Keywords: Epigenetic, Fe-Mn mineralization, Hydrothermal, Karst, Saray (Tekirdağ).

(15)

GİRİŞ

Çalışma alanı, Türkiye’nin Trakya bölgesinde, Tekirdağ ilinde yer alan Saray ilçesinin kuzeyinde yer almaktadır. Saray ilçesi, kuzeyde Vize (Kırklareli), doğuda Çatalca (İstanbul), güneyde Çerkezköy (Tekirdağ) ve batıda Çorlu (Tekirdağ) ilçeleri ile çevrilidir. Çalışma alanına ulaşım, İstanbul - Kırklareli karayolu ile sağlanmaktadır.

Bu çalışmada Saray çevresinde yer alan manganez cevherleşmesinin jeokimyasal özellikleri incelenerek; oluşum ortamının ve yatak tipinin belirlenmesi aynı zamanda bölgeden alınan yan kayaç ve cevher örneklerinin petrografik özelliklerinin ortaya koyulması amaçlanmıştır.

(16)

1. GENEL BİLGİLER 1.1. Çalışma Alanı

Çalışma alanı, Saray (Tekirdağ) civarında, 1:125000 ölçekli, Kırklareli F19-b2 paftasının içinde bulunmaktadır ve yaklaşık olarak 375000 m2’lik bir alan kaplamaktadır (Şekil 1.1).

(17)

1.2. Yöntem

1.2.1. Arazi çalışmaları

Arazi çalışmaları sırasında bölgenin jeolojisi incelenmiş ve sahanın çeşitli yerlerinden kimyasal analizleri ve optik incelemeleri yapılmak üzere toplam 70 numune alınmıştır.

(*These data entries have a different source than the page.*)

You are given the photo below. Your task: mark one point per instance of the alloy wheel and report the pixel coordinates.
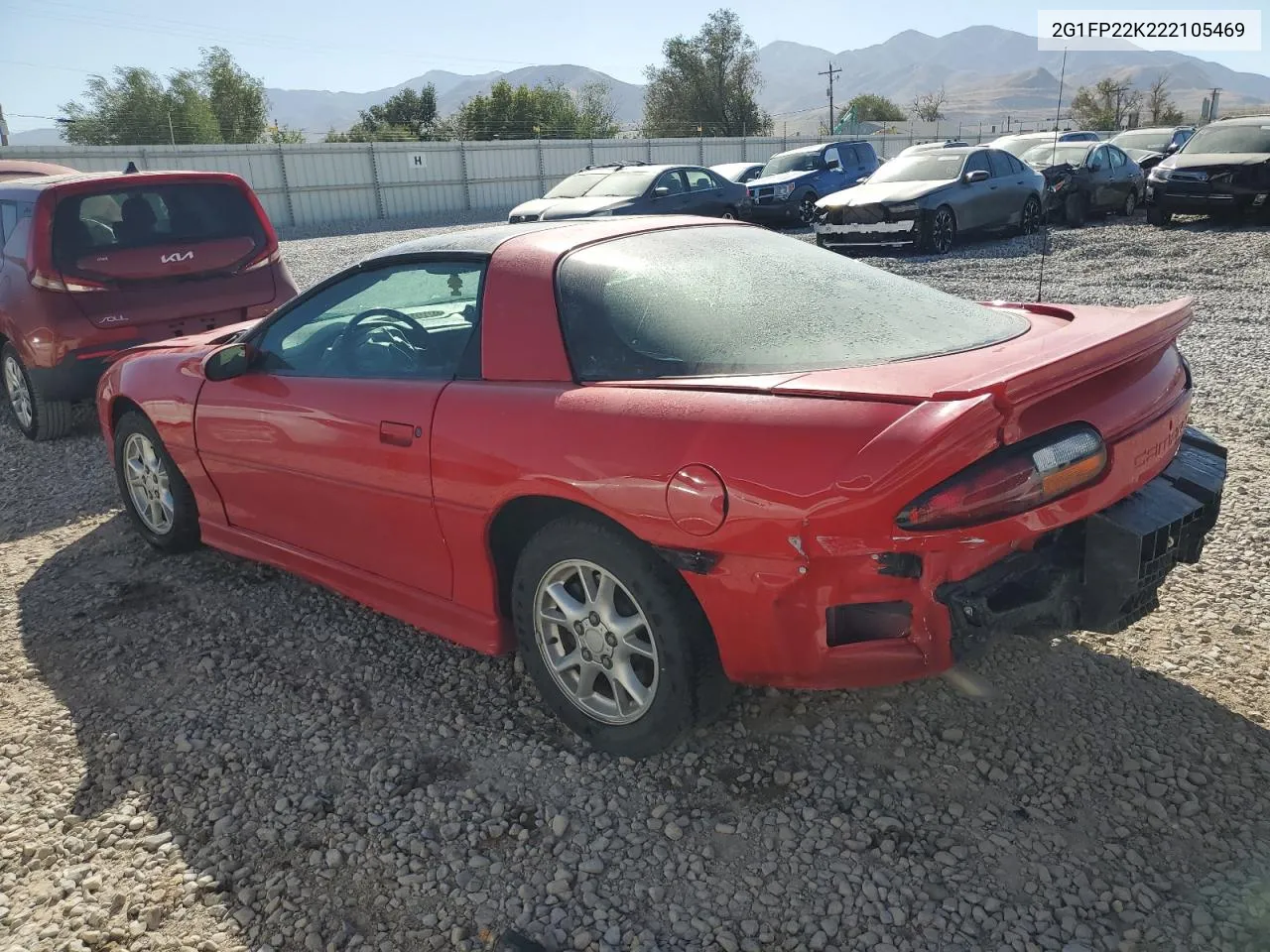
(942, 231)
(148, 484)
(595, 642)
(19, 394)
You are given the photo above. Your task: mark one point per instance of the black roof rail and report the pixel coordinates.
(619, 164)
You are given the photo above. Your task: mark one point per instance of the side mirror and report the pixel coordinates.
(227, 362)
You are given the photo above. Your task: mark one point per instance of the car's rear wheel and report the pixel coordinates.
(155, 494)
(36, 416)
(1030, 218)
(615, 642)
(1075, 211)
(939, 231)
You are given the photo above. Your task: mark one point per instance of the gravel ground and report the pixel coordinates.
(198, 753)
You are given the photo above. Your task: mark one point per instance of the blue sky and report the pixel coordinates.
(50, 46)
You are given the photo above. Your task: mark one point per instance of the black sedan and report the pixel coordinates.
(1087, 178)
(1223, 171)
(930, 198)
(636, 188)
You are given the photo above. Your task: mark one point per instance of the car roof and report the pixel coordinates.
(51, 180)
(486, 240)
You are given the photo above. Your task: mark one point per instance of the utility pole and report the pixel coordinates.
(832, 72)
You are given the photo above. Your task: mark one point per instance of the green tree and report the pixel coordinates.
(929, 107)
(871, 107)
(1160, 105)
(707, 82)
(137, 108)
(284, 135)
(214, 103)
(548, 111)
(236, 98)
(1106, 105)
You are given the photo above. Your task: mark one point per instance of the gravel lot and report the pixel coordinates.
(198, 753)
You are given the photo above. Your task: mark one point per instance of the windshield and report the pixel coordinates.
(702, 301)
(578, 185)
(1229, 140)
(921, 167)
(1049, 154)
(793, 162)
(1148, 141)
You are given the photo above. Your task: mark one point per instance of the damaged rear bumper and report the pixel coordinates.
(1103, 572)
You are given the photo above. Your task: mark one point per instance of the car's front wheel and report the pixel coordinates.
(939, 231)
(155, 494)
(615, 642)
(1030, 218)
(37, 417)
(807, 208)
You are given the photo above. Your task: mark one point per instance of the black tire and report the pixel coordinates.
(807, 208)
(939, 231)
(1029, 220)
(183, 535)
(1075, 209)
(50, 419)
(690, 685)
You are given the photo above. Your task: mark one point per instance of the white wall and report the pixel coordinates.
(341, 181)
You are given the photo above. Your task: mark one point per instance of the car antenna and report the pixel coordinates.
(1044, 232)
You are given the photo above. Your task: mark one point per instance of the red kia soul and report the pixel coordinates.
(93, 264)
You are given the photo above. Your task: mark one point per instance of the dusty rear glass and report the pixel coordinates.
(702, 301)
(151, 216)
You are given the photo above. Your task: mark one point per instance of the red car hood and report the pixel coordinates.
(193, 343)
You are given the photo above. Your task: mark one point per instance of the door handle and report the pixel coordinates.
(398, 434)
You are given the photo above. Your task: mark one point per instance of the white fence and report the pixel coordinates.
(341, 181)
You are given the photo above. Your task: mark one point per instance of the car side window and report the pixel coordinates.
(976, 162)
(409, 321)
(670, 180)
(17, 229)
(8, 220)
(998, 164)
(698, 180)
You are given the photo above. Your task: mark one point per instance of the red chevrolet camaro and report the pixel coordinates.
(663, 456)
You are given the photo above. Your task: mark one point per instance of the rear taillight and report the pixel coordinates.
(1011, 480)
(46, 281)
(263, 261)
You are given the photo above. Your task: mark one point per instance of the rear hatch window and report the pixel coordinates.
(710, 299)
(155, 231)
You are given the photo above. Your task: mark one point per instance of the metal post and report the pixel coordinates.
(543, 171)
(375, 179)
(286, 185)
(462, 163)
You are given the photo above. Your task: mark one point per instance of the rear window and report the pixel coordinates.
(707, 301)
(181, 213)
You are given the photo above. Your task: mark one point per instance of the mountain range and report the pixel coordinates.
(985, 72)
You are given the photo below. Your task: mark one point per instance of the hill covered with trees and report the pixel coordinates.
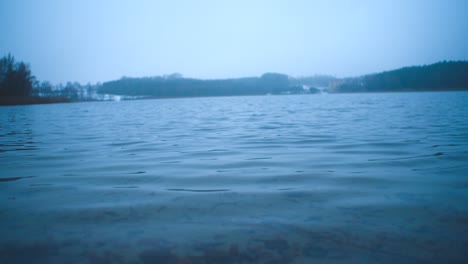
(177, 86)
(442, 76)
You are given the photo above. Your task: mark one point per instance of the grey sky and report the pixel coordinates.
(90, 40)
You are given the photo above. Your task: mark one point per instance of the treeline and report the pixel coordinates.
(19, 86)
(442, 76)
(72, 91)
(15, 78)
(177, 86)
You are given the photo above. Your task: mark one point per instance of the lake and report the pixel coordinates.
(342, 178)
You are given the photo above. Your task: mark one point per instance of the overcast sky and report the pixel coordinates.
(91, 41)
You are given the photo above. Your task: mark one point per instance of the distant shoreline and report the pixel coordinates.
(31, 100)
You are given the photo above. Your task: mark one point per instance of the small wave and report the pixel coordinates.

1.2.2. Laboratuvar çalışmaları

Saha çalışmasından elde elde edilen örneklerin uygun olanları önce Alizarin kırmızısı (Alizarin Red S) ile boyanmıştır. Bunun için, %37 saflıktaki hidroklorik asit (HCl), saf su ilave edilerek 100 ml, %2 saflıkta olacak şekilde seyreltilmiştir (100 ml %5 wt. HCl hazırlamak için, yaklaşık 5.5 ml %37 wt. HCl’ye, 94.5 ml saf su eklemek gerekir). 100 ml’lik beherde %5 saflıkta HCl hazırlanıp, çözeltiye 2g Alizarin indikatörü eklenerek manyetik karıştırıcı ile 5 dakika karıştırılmıştır. Alizarin çözeltisi ile boyanacak numunelerin üzeri önce %5 saflıkta olan HCl ile yıkanmıştır. Daha sonra hazırlanan çözelti numunenin üzerine dökülerek boyama işlemi yapılmıştır. Bir süre bekledikten sonra numune saf su ile yıkanmış, boyanan yerlerin renkleri ve renksiz kalan kısımlar kontrol edilmiştir.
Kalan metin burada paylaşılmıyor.